Living Word hits bump in the road
By all accounts Living Word Christian Center has been a success. Since coming to Forest Park over twenty years ago, Pastor Bill Winston’s congregation has grown, according to the Living Word website, to 20,000 people. The congregation held two conferences this year, attended by thousands: Missions and Marketplace in March and the International Faith Conference in September. Living Word’s miracle at the Forest Park mall has kept Forest Park flush in sales taxes while other municipalities’ shopping districts are hurting.
Yet, the failure of Covenant Bank, of which Winston was the founder and chairman, proved that Living Word’s pastor doesn’t win every time he steps on the field. Not only did many Living Word members lose money they invested, but the closure became a challenge to the credibility of the prosperity gospel Winston preaches. “As you trust in God and His Word,” Winston declared in his book The Kingdom of God in You, “the kingdom of God inside of you is designed to produce for you everything you have need of in this earth in abundance.” Bad construction loans and the housing crisis put a dent in that prosperity.
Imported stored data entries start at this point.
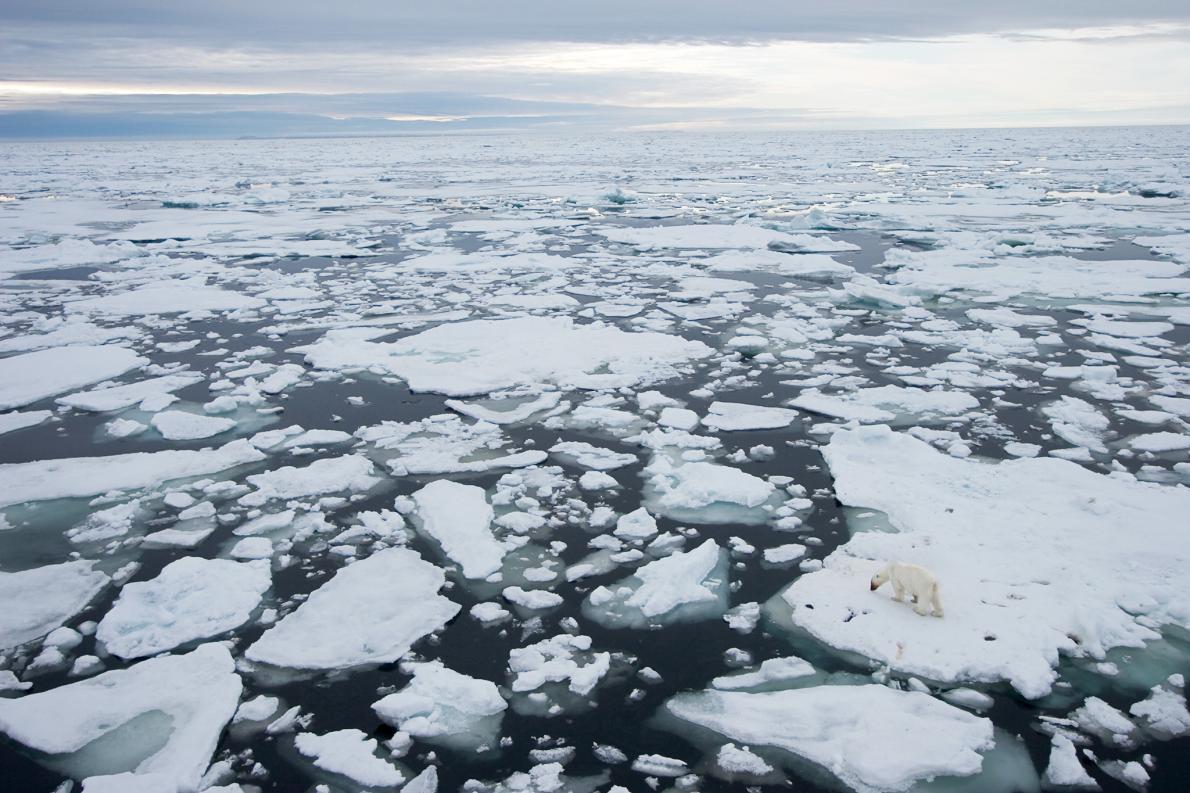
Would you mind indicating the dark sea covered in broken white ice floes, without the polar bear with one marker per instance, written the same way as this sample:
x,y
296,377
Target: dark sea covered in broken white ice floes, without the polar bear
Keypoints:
x,y
563,464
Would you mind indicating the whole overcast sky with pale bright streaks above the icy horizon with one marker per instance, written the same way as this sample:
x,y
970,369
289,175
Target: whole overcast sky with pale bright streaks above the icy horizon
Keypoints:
x,y
362,67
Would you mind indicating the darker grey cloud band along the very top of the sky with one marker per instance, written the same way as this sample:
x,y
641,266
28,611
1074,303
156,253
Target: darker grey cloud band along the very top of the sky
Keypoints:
x,y
372,23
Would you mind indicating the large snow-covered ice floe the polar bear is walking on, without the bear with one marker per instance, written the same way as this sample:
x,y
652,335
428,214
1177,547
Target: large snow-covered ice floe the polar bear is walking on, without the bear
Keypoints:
x,y
1030,555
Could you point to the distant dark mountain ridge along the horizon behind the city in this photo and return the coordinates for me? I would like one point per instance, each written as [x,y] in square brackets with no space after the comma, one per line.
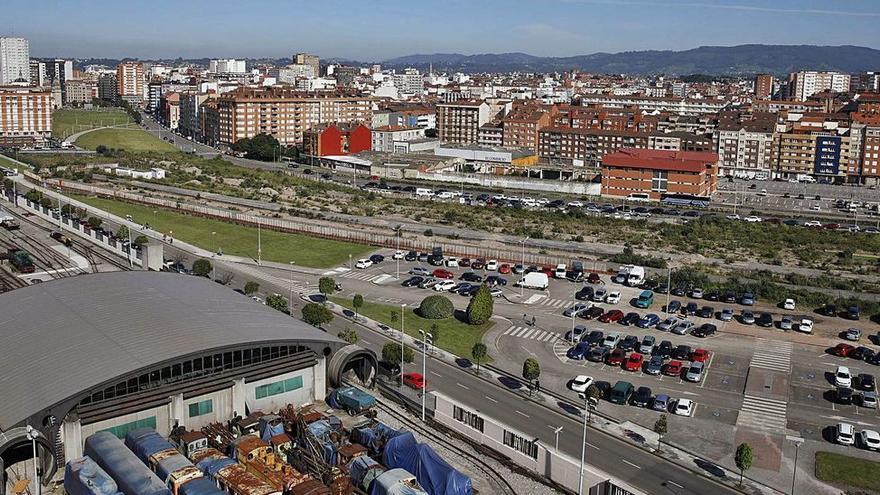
[714,60]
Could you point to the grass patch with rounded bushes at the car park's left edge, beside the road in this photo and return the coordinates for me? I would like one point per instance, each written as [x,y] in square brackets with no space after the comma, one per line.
[455,336]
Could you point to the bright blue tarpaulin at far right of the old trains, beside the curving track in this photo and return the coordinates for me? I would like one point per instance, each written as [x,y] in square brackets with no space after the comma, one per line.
[433,473]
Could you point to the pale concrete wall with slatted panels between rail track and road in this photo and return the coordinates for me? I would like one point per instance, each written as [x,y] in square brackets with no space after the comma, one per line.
[558,467]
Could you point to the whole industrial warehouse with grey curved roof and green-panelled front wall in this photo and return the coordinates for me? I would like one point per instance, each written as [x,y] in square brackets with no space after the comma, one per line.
[122,351]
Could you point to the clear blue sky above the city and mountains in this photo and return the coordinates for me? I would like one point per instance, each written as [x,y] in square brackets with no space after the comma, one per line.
[373,30]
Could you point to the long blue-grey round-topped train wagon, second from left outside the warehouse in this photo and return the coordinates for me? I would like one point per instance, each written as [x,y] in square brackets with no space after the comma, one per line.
[131,475]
Churches and schools close
The Catholic Archdiocese of Chicago closed St. Bernardine School in June after 98 years of teaching children the basics of the Catholic tradition as well as reading, writing and ‘rithmetic.
Just recently, the Review learned Walther Academy is moving from St. John Lutheran Church’s facility—which has housed a school since 1870! —here in town to Melrose Park.
St. Peter’s Lutheran Church sold its facility and later in the year closed as a congregation.
The closings are just the recent instances of a trend which has been going on for more than twenty years. The Presbyterian, Methodist and two Lutheran congregations are all just memories, while the rest of the faith communities which have been town for a while are holding even at best in terms of membership. When communities change demographically, church membership often declines, giving decreases and congregations have a tough time paying the bills.
New kids on the block
The buildings once owned by St. Peter’s and St. Paul’s Lutheran Churches are now owned by Mount Moriah Baptist Church and St. Paul Thai Lutheran Church respectively. The Forest Park Mall on Roosevelt Road, which was once a ghost town, is now thriving and Living Word Ministries which owns the complex holds its worship services in what used to be a movie theater.
Many of Forest Park’s faith communities joyfully break the rule that Sunday morning is the most segregated time of the week. Witness the full house at the Simbang Gabi mass and dinner at St. Bernardine two weeks ago. Witness the service on the afternoon of Dec. 22 in the little white stucco church on Dixon St. in which there was classical Thai dance, gospel music and two African American preachers. Witness the ethnicity of Fr. George (Indian), Fr. Patrick (Kenyan) and Pastor Pongsak (Thai). Call the religious scene in town a crazy quilt or a tossed salad with everything but the kitchen sink as ingredients, what we have here can’t be found in many other communities.
Old dogs, new tricks
In the midst of great change, two older congregations are making valiant attempts to be relevant to the changing population. Forest Park Baptist Church took one more step toward completing its long-range strategic plan by starting work on a new accessible entryway to its church building, hopefully to be completed in May. This is in addition to already razing three purchased neighboring houses to add space for parking, a necessity for church growth.
St. John Lutheran Church is reaching out to the community with programs like the Boar’s Head and its hosting for many years of the PADS program every Friday evening from September through May.
St. Bernardine youth encounter new Pope
This summer ten youth from St. Bernardine Catholic Church and their travelled to Rio de Janeiro where they experienced the presence of Pope Francis “up close and personal” along with a million other Catholic youth from all over the world as they participated World Youth Day. Sixteen year old Dillon Daly kept using the word “exhilarating” as he described the experience. “Energy” was a word the St. Bernardine youth used several times to express what it felt like to be with so many people their age who shared their faith and heritage.
None of the above
Responses to my blog indicate, anecdotally, that the number of what some are calling “nones,” i.e. those who check none of the above on religious preference polls, are increasing among our neighbors, friends and family members. People are joining churches and service clubs in decreasing numbers. Partly due to disillusionment with institutional religion and partly because of the American infatuation with individualism, the net result is a weakening of the social glue which holds communities together.
12 step programs
Filling the spiritual vacuum for many are 12 Step Programs like Alcoholics Anonymous, which has two clubhouses in town, one on Harrison St. and one on Madison St. Many participants consider their 12 Step meetings to be their “church.”